Here, "EmitStopPoint" is the part that emits debug information. It's in more places as well.

Code: [Select]
void CodeGenFunction::EmitStopPoint(const Stmt *S) {
  if (CGDebugInfo *DI = getDebugInfo()) {
    SourceLocation Loc;
    Loc = S->getLocStart();
    DI->EmitLocation(Builder, Loc);

    LastStopPoint = Loc;
  }
}

bas

  • Full Member
  • ***
  • Posts: 220
    • View Profile
Re: LLVM/C gen
« Reply #7 on: November 30, 2018, 11:56:07 AM »
It seems like a good idea, but I haven't really focused on that part yet. What do you think?

lerno

  • Full Member
  • ***
  • Posts: 247
    • View Profile
Re: LLVM/C gen
« Reply #8 on: November 30, 2018, 06:32:45 PM »
I don't know.
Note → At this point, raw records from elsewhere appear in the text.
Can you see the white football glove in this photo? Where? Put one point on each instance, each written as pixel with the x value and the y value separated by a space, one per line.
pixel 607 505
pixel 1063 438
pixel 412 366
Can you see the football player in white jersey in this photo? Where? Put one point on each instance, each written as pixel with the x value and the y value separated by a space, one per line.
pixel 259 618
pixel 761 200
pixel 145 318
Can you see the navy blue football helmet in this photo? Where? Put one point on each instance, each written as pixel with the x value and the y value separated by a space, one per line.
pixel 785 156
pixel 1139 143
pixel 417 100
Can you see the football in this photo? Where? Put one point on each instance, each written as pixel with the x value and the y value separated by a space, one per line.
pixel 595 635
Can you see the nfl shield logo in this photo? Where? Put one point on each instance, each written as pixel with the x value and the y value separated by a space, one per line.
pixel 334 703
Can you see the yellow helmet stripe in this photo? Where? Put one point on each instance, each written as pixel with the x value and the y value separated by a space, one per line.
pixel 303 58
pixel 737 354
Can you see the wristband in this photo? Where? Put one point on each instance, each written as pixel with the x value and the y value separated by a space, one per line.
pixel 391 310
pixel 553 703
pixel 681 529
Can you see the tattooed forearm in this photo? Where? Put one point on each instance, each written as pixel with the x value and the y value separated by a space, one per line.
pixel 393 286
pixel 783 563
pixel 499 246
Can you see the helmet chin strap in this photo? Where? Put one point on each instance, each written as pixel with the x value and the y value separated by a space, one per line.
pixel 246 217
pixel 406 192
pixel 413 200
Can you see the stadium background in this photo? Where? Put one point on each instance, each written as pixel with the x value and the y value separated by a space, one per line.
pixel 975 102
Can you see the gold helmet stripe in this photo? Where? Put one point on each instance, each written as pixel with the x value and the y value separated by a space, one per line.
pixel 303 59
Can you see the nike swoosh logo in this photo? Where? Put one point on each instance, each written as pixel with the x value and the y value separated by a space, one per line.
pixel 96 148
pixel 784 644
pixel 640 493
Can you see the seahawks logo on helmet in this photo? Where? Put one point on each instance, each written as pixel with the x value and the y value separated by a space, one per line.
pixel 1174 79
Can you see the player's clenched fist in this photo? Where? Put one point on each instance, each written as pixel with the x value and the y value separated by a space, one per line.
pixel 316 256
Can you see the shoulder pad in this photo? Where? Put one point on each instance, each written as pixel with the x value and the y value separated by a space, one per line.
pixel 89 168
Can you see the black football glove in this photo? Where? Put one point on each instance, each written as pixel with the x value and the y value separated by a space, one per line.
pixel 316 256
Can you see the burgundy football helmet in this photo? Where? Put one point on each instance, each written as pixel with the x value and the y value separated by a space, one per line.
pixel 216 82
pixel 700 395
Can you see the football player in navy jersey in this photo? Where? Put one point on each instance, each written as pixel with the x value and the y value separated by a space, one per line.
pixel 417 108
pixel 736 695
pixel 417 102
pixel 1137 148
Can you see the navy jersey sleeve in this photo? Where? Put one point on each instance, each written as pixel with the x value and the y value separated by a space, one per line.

I've looked at IR gen by other languages and it seems they don't have it. It might me that they are not yet heavily invested in debugging. I don't know.

bas

  • Full Member
  • ***
  • Posts: 220
    • View Profile
Re: LLVM/C gen
« Reply #9 on: December 02, 2018, 12:22:59 PM »
Can we just start without and add it when we need it?